The FT is granting OpenAI access to its news archives as generative AI companies continue to secure private data sources.
The arrangement involves ChatGPT providing summaries, direct quotes, and hyperlinks to full articles published by the FT, linking directly back to the original content on the website.
As part of the deal, OpenAI has committed to collaborating with the FT to develop new AI-driven products. The FT is a ChatGPT Enterprise customer and has experimented with AI before, incorporating Anthropic‘s Claude into a generative search tool called “Ask FT.”
John Ridding, FT CEO, stated of the deal, “Apart from the benefits to the FT, there are broader implications for the industry. It’s right, of course, that AI platforms pay publishers for the use of their material. OpenAI understands the importance of transparency, attribution, and compensation – all essential for us.”

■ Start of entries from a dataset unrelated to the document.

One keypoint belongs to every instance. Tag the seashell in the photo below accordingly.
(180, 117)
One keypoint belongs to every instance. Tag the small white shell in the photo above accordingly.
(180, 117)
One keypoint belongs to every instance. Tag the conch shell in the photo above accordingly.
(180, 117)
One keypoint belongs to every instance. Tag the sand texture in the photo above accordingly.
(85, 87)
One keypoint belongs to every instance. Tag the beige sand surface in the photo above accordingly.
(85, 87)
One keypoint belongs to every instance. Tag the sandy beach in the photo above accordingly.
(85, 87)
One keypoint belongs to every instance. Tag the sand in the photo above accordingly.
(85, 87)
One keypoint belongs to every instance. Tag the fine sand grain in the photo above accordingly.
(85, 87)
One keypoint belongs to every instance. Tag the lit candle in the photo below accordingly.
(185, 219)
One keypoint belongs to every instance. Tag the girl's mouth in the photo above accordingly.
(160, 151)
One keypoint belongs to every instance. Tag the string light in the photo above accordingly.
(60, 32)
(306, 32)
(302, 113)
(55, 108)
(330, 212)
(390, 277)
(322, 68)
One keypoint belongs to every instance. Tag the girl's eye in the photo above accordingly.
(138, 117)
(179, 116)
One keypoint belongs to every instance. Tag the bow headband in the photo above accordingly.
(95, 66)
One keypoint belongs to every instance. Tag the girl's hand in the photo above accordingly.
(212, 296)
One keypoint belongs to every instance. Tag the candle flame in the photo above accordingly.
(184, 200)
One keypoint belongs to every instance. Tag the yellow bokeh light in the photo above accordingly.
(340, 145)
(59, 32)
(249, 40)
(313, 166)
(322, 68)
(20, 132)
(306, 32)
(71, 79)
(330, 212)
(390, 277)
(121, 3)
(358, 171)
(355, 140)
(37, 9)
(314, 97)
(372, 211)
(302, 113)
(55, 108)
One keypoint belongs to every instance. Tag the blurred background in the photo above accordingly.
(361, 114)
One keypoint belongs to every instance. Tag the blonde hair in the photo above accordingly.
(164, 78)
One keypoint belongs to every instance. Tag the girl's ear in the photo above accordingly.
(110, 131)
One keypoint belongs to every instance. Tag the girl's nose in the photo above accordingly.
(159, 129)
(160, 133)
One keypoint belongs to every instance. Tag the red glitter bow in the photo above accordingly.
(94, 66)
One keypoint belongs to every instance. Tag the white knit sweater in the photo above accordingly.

A fair sentiment – though some would disagree that OpenAI understands the importance of transparency and attribution.
Brad Lightcap, COO of OpenAI, also chimed in: “Our partnership and ongoing dialogue with the Financial Times is about finding creative and productive ways for AI to empower news organizations and journalists, and enrich the ChatGPT experience with real-time, world-class journalism for millions of people around the world.”
While access to the FT’s data is valuable for OpenAI, its current datasets consist of trillions of words of dubiously ‘public’ or ‘open source’ data.
Deals with the FT and other media companies like Axel Springer come as AI companies acknowledge they need to start paying for data to address growing legal pressures. They’ve also become acutely aware that their models will quickly become outdated without fresh, high-quality data.
AI companies battle over data
The ethical stakes in AI data usage are immense. In their endless quest for data, tech giants like OpenAI, Google, and Meta have been reported to engage in practices that push or outright cross legal and ethical boundaries.
For instance, a New York Times investigation revealed that OpenAI developed a tool named Whisper to transcribe YouTube videos – despite potential violations of YouTube’s policies against using its videos for independent applications.
Similarly, Google and Meta have explored or implemented strategies that skirt or reinterpret existing copyright and privacy laws to gather more data.
Among the shadier strategies are altering privacy policies to allow AI applications to use publicly available content from platforms like Google Docs.
While AI companies are willing to pay for data now, that doesn’t spare them bending the rules elsewhere.